Join Case Western Reserve University’s Department of Music Friday, Jan. 26, from 4 to 5 pm. in Harkness Chapel for a talk by Peter Bennett.
Bennett will present “Music, Liturgy, and the Soundscape of Early Modern France: The 1641 Translation of Saint Martin’s Relics to Tours.”
About the talk
In July 1641, the people and churches of Tours welcomed a relic of Saint Martin to their city with an elaborate three-day celebration and procession. The Archbishop of Tours (successor to Saint Martin himself, who had been Bishop in 372-97) oversaw the festivities, and it was to the Abbey of Marmoutier (founded by Saint Martin, on the other side of the river Loire to the cathedral) that the relics were being translated. But in a surprising twist, the clergy of the Basilica of Saint Martin (founded over the saint’s grave by his successors as bishop of Tours) do not seem to have participated at all, despite the centrality of their church to the cult of the saint.
Setting this event in the context of the wider history of monastic reform, and the conflicts between the regular clergy and the bishop of Tours that came to a head in the 1620-50s, this paper will consider six anonymous musical works for 6-8 voices that seem to make reference to the translation ceremony and that may have been performed as part of the procession.

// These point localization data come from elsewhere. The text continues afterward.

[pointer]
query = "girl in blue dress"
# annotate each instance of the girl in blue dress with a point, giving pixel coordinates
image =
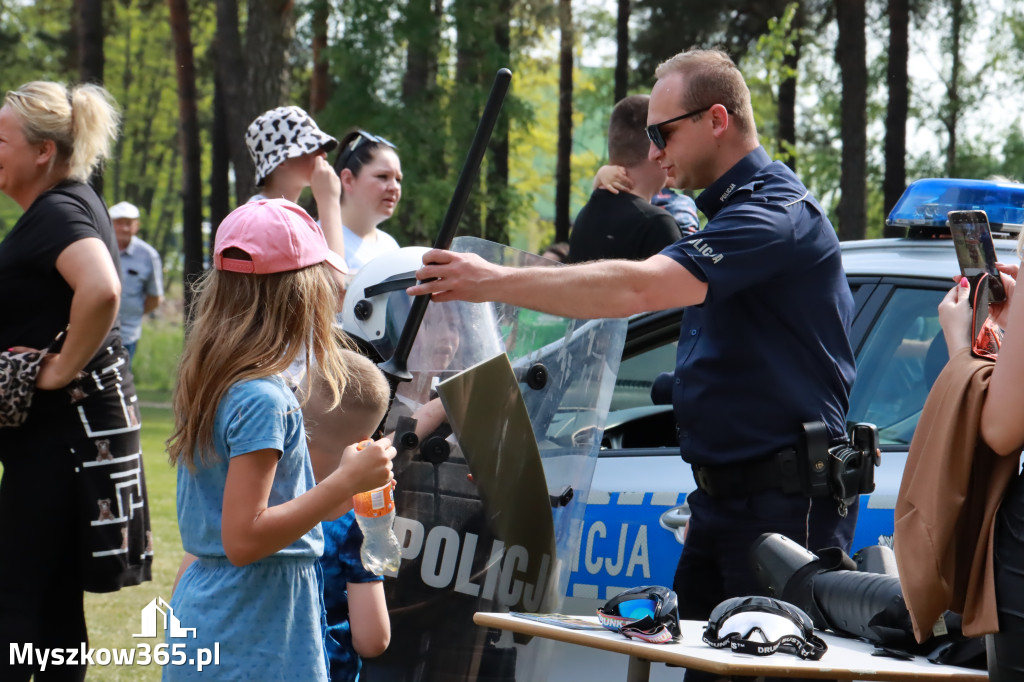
(249, 509)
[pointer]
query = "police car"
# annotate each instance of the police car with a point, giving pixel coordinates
(636, 512)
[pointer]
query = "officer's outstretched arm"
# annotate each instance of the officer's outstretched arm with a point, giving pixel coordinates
(585, 291)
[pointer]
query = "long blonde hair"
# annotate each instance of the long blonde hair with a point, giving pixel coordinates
(250, 327)
(81, 121)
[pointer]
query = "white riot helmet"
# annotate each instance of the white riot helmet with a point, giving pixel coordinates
(376, 303)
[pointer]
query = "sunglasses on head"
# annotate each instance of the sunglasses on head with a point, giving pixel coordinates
(345, 156)
(655, 135)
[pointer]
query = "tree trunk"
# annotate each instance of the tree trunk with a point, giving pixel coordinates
(228, 66)
(220, 162)
(896, 113)
(497, 222)
(90, 41)
(90, 58)
(419, 94)
(623, 50)
(563, 165)
(269, 31)
(850, 51)
(192, 189)
(787, 96)
(952, 118)
(468, 99)
(321, 79)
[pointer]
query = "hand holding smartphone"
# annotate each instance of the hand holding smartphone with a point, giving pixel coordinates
(975, 251)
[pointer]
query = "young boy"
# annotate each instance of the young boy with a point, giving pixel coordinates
(356, 612)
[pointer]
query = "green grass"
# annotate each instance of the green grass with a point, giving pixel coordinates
(114, 617)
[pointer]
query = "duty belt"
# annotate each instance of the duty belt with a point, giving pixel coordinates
(778, 472)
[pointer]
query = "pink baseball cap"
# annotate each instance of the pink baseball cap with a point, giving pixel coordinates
(279, 237)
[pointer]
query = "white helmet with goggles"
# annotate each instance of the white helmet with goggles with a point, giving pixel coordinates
(762, 626)
(376, 305)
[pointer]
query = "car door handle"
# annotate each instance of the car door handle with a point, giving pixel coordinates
(675, 521)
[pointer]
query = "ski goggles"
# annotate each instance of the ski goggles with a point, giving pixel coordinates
(345, 155)
(762, 626)
(648, 612)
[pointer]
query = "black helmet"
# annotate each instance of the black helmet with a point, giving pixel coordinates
(762, 626)
(648, 612)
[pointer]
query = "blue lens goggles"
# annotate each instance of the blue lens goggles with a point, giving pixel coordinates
(637, 608)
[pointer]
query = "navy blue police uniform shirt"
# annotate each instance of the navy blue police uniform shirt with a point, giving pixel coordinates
(769, 348)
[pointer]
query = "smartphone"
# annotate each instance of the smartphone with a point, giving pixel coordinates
(975, 251)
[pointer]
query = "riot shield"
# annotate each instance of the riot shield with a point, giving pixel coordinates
(491, 502)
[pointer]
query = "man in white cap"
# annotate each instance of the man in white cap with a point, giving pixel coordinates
(141, 274)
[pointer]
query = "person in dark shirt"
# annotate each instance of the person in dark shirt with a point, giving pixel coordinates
(764, 344)
(625, 224)
(74, 515)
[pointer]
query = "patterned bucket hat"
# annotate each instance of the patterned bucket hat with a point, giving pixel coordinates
(283, 133)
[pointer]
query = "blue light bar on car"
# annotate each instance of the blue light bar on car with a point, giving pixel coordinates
(927, 202)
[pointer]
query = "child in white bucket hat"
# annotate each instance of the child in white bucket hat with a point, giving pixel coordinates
(290, 151)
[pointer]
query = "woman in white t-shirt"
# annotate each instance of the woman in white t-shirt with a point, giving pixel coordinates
(371, 188)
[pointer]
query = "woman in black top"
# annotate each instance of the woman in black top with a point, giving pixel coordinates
(73, 512)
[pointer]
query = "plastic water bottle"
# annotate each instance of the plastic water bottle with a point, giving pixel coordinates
(375, 514)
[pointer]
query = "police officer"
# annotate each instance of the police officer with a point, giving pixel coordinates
(764, 344)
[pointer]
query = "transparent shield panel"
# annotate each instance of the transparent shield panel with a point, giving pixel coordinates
(898, 364)
(459, 555)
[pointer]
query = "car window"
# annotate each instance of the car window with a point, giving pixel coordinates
(898, 363)
(636, 376)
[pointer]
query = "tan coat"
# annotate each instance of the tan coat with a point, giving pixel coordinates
(945, 512)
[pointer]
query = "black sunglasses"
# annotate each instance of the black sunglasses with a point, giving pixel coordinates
(345, 155)
(654, 131)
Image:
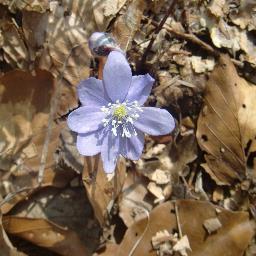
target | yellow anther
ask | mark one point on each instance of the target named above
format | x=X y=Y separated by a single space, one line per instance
x=120 y=112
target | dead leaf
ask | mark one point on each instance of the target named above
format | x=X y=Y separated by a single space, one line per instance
x=128 y=24
x=45 y=234
x=226 y=125
x=24 y=109
x=202 y=65
x=34 y=5
x=6 y=247
x=231 y=239
x=100 y=191
x=245 y=17
x=67 y=207
x=14 y=48
x=133 y=200
x=218 y=8
x=212 y=225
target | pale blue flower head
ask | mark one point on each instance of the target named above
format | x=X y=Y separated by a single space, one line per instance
x=112 y=120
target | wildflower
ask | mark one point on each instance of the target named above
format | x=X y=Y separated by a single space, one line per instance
x=112 y=120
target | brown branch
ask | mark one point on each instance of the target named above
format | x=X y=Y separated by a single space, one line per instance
x=158 y=28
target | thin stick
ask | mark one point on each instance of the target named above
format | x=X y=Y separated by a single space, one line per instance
x=142 y=235
x=158 y=28
x=178 y=219
x=54 y=104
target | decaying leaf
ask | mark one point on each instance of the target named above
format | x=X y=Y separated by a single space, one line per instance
x=45 y=234
x=230 y=239
x=134 y=203
x=128 y=24
x=6 y=247
x=101 y=191
x=212 y=225
x=15 y=51
x=226 y=126
x=245 y=17
x=25 y=107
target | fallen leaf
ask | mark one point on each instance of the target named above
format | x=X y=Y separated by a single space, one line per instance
x=14 y=49
x=245 y=17
x=102 y=192
x=45 y=234
x=134 y=199
x=226 y=125
x=212 y=225
x=128 y=24
x=25 y=107
x=182 y=246
x=6 y=247
x=231 y=239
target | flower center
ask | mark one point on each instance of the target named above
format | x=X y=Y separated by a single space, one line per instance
x=121 y=116
x=120 y=112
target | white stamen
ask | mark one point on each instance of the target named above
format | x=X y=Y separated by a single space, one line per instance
x=121 y=123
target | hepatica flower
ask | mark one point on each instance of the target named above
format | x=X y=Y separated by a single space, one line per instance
x=112 y=120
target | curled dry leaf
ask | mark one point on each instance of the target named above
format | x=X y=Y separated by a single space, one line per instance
x=25 y=107
x=45 y=234
x=212 y=225
x=227 y=124
x=15 y=52
x=102 y=192
x=34 y=5
x=134 y=202
x=6 y=248
x=246 y=16
x=128 y=24
x=231 y=239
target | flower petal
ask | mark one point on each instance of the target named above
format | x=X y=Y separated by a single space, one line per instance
x=117 y=76
x=89 y=144
x=110 y=152
x=155 y=121
x=132 y=147
x=140 y=88
x=91 y=92
x=86 y=119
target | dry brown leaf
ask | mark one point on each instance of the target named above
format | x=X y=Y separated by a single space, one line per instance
x=34 y=5
x=25 y=106
x=128 y=24
x=6 y=248
x=134 y=199
x=45 y=234
x=231 y=239
x=14 y=49
x=245 y=17
x=226 y=125
x=105 y=11
x=218 y=8
x=200 y=65
x=102 y=192
x=212 y=225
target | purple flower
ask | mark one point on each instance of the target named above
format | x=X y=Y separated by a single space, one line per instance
x=111 y=120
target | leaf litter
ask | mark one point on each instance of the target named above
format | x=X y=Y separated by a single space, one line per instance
x=191 y=193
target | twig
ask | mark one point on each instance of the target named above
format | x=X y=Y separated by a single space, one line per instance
x=178 y=219
x=158 y=28
x=54 y=104
x=142 y=235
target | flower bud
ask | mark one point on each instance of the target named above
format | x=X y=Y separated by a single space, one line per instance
x=101 y=44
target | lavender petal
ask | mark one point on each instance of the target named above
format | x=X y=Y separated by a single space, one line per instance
x=140 y=88
x=86 y=119
x=91 y=92
x=132 y=147
x=89 y=144
x=155 y=121
x=117 y=76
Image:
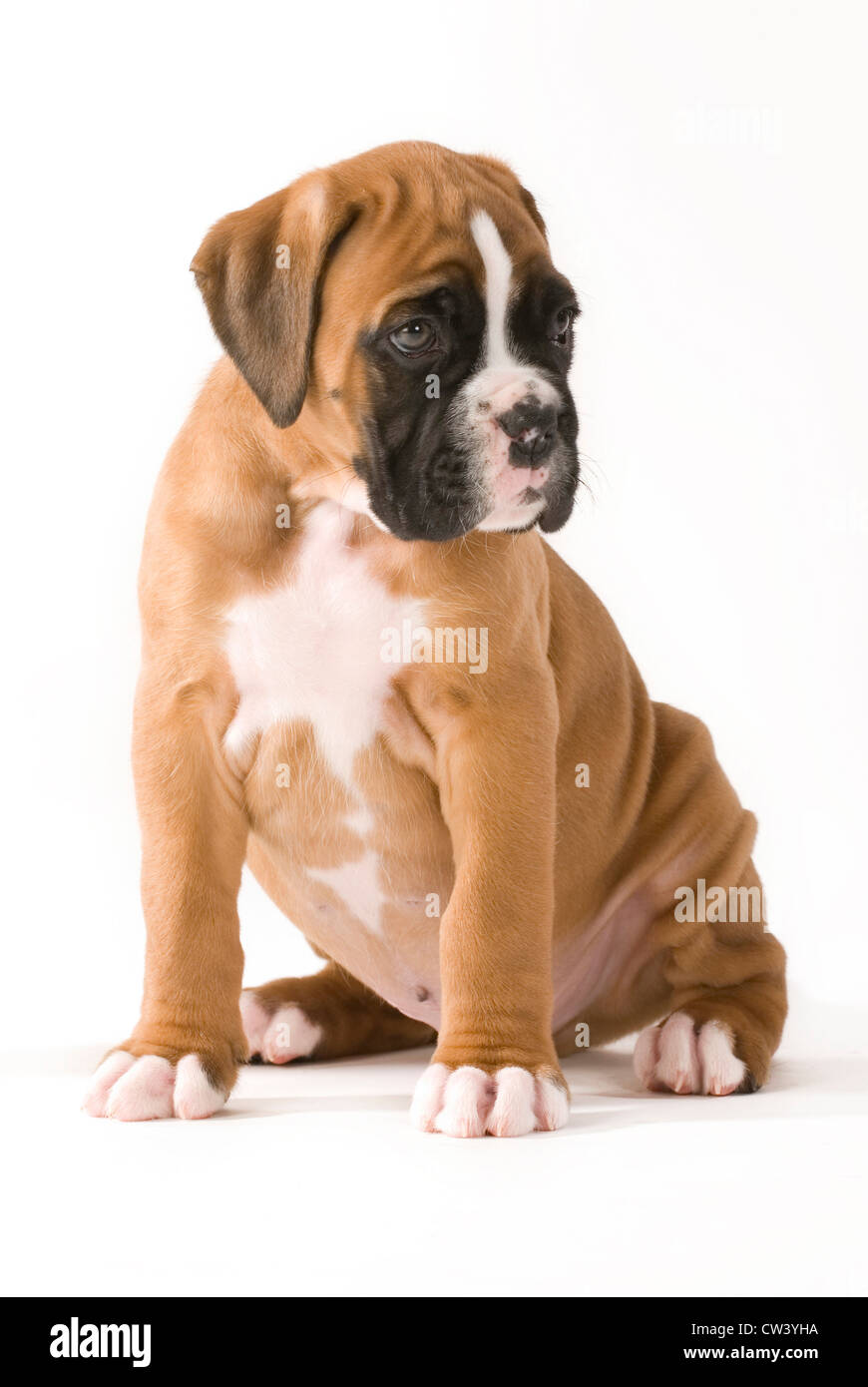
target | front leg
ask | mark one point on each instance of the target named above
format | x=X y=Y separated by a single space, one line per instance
x=184 y=1055
x=495 y=1070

By focusing particularly on evidence related to the “soundscape” of this event – a long letter written by a monk who participated in the event and its planning, and descriptive liturgical sources – it is possible to shine new light on the complex relationship between the three religious institutions dedicated to Saint Martin.
About the speaker
Dr. Peter Bennett is Professor of Music and Coordinator of Graduate Studies in Historical Performance Practice at CWRU. Active as both a scholar and performer, Peter Bennett teaches in the Musicology and Historical Performance Practice programs at CWRU.
A scholar of early-modern France – focusing in particular on the intersection of music, religion, and politics in Louis XIII’s Paris – he has also long been active as a harpsichordist and organist, in Europe (where he studied) and the USA. Bennett holds degrees from Cambridge (B.A./M.A., Natural Sciences), King’s College, London (M.Mus.), and Oxford (D.Phil.), and was appointed to the CWRU faculty in 2005.

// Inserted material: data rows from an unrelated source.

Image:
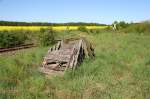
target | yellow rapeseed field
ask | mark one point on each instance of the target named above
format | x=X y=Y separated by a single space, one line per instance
x=33 y=28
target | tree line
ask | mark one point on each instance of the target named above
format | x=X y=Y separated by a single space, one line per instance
x=11 y=23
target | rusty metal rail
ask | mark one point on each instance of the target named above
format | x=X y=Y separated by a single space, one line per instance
x=25 y=46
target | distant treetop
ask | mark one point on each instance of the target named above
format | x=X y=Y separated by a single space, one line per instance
x=12 y=23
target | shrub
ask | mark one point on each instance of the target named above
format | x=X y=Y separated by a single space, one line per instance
x=12 y=38
x=47 y=37
x=83 y=29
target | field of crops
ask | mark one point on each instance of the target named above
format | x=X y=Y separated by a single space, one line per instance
x=54 y=27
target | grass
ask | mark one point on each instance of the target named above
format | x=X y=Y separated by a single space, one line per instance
x=54 y=27
x=120 y=70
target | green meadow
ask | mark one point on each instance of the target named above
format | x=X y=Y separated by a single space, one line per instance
x=120 y=70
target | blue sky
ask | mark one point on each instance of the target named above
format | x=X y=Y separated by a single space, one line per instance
x=100 y=11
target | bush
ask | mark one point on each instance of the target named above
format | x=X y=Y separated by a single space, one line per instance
x=83 y=29
x=47 y=37
x=11 y=38
x=138 y=28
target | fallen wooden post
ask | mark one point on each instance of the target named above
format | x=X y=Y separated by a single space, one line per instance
x=67 y=54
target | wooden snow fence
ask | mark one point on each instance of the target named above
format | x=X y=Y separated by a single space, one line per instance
x=67 y=54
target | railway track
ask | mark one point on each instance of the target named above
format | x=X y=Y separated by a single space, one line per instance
x=25 y=46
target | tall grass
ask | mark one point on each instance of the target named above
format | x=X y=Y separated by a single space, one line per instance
x=120 y=70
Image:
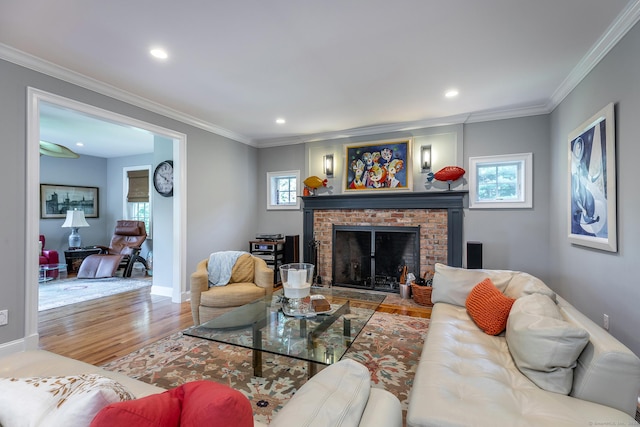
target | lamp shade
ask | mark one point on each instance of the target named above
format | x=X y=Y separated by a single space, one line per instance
x=75 y=219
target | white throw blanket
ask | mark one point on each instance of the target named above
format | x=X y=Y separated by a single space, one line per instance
x=220 y=266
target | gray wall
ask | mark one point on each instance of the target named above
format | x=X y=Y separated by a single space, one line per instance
x=286 y=222
x=599 y=282
x=226 y=191
x=220 y=173
x=515 y=239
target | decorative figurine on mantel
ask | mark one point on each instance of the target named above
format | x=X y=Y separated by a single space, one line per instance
x=447 y=174
x=311 y=185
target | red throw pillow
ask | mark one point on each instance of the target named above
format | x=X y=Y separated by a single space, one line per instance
x=157 y=410
x=206 y=403
x=489 y=307
x=194 y=404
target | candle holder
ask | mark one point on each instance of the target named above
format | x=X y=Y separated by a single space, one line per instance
x=296 y=282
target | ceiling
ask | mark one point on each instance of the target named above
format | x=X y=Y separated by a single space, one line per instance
x=330 y=68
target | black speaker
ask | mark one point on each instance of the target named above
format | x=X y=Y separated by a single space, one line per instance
x=474 y=254
x=291 y=249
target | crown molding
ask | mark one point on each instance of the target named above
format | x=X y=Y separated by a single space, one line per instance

In addition to presenting at numerous conferences in the US, UK, and France, he has published articles in the Journal of the American Musicological Society, Early Music, and the Revue de Musicologie, and his first book, Sacred repertories in Paris under Louis XIII (Ashgate, 2009), appeared in the Royal Musical Association Monograph series (a “magisterial study”, Early Music). In 2015-16 he held a Le Studium fellowship at the Centre d’Études Supérieures de la Renaissance, Tours, where his research centered on Louis XIII’s ceremonial entrées. The project culminated in an international conference on early modern ceremonial, and in the publication (with Bernard Dompnier, co-editor) of Cérémonial politique et cérémonial religieux dans l’Europe modern: Échanges et métissages (Classiques Garnier, 2020).
Research from this fellowship also informed his most recent book, Music and Power at the Court of Louis XIII: Sounding the Liturgy in Early Modern France (Cambridge University Press, 2021), a study of power and absolutism as seen through the lens of court liturgical and musical practices (“charts a masterful journey”, Journal of the American Musicological Society.)
He is currently working on a number of projects related to music and provincial French ceremonial. Bennett studied organ in Cambridge (Nicolas Kynaston) and Vienna (Peter Planyavsky) before taking up the harpsichord, studying in London (Jill Severs) and Siena (Academia Chigiana, Kenneth Gilbert).
As the founder of Ensemble Dumont (1995-2003), a consort of singers, viols and continuo which he directed from the keyboard, he has appeared in the UK and Europe, performing at the Bruges (Belgium) and Innsbruck (Austria) Early Music Festivals, the MDR-Sommer Festival (Germany), and the Wigmore Hall, London, also broadcasting on the BBC, RAI (Italy), MDR/SWR (Germany), and R3 (Belgium). The ensemble’s recordings for Linn Records received accolades from Gramophone Magazine (Editor’s Choice “meltingly gorgeous”, and Critics’ Choice “one of the year’s most beautiful releases … sublime performances”), Diapason (“Est-il pourtant disque plus sensuel, plus ravissant que celui-ci?”), BBC Music Magazine (”performed with gracefulness and sensibility”), Le Monde de la Musique, and others.
In Cleveland, Bennett teaches harpsichord in the CWRU HPP program and at CIM (where he is Head of Harpsichord) and has played with Apollo’s Fire, the Cleveland Baroque Orchestra, since 2006.